数组如何分配？

Question

Noob here and I have 2 questions.

1) When creating an array like this int a[10], how does the system setup memory for the array? ie Does the system allocate ten 1-word memory contiguously (in heap?). What about char a[10]? or user defined type?

2) What about dynamic allocation? Such as int *a = new int[10]; How is this array setup in memory? (similar questions to question 1).

Answer 1

This behaviour is not guaranteed by the C++ standard - it doesn't even mention the stack or heap.

But typically, when you call a function, a stack frame is pushed on to the stack that is large enough to contain all of that function's automatic variables (and other objects, such as its return value). So if you consider the function foo :

void foo() {
  int x;
  std::string str;
}

When this function is called, the top of the stack is pushed up so there is enough space for an int and a std::string . The size of those types are implementation-defined, with some restrictions placed on them by the standard, but you can just think of them as sizeof(int) and sizeof(std::string) bytes.

Now when you have an array in your function, such as int a[10] , the stack frame for the function will contain enough space for 10 int s, or 10*sizeof(int) bytes. This frame size is baked right into your executable - when the function is called, the stack will increase by that size.

When you do dynamic allocation, such as int* a = new int[10] , you are allocating space for 10 int s, or 10*sizeof(int) , in the heap. However, you have increased the stack frame by some amount, namely sizeof(int*) . The pointer object itself is stored on the stack but the int s that it points to are on the heap.
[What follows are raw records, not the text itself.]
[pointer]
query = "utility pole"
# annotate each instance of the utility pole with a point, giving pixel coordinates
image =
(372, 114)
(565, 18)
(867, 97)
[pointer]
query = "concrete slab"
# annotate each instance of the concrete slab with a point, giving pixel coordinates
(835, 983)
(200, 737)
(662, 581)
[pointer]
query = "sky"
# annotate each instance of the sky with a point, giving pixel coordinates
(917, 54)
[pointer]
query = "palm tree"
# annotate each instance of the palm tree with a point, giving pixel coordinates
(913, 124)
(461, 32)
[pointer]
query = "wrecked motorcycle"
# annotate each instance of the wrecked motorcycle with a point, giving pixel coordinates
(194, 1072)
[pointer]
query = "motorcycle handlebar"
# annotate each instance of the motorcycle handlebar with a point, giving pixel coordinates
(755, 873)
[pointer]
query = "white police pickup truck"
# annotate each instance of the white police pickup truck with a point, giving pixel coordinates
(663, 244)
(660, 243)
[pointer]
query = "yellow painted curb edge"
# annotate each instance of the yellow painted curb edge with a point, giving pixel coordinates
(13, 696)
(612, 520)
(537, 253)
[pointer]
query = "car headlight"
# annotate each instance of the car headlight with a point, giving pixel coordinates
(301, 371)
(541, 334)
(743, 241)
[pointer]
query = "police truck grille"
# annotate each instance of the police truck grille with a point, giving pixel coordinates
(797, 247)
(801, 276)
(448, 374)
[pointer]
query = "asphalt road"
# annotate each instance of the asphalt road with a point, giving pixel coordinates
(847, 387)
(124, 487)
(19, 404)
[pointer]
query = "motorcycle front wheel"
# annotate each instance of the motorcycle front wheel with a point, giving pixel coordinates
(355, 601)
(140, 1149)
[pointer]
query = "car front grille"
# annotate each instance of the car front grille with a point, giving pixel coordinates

Note that in the first example, you may wonder how the stack frame size could be baked into the executable if an std::string can have variable length. That's because the std::string object itself has a fixed size, sizeof(std::string) , but most likely does some kind of dynamic allocation to manage its internal representation - this internal representation will be on the heap.

Answer 2

1. You will get a 10 * sizeof(type) byte storage block on the stack (assuming no overflow occurs), so each element in memory is contiguous and the same size, which is why pointer arithmetic for the elements of an array works. Once out of scope, this memory is deallocated. Note that this memory will not necessarily be initialized for you. In the case of int[10] , it would contain junk, not 0s.

2. It's the same, but the elements are on the free store, not the stack. new throws an exception if it cannot allocate the memory. new[] can also be overloaded. Once delete[] is called, this memory is deallocated, which is why something like std::vector is usually a better choice, because it deallocates it when the vector goes out of scope, among making some other aspects of using it easier.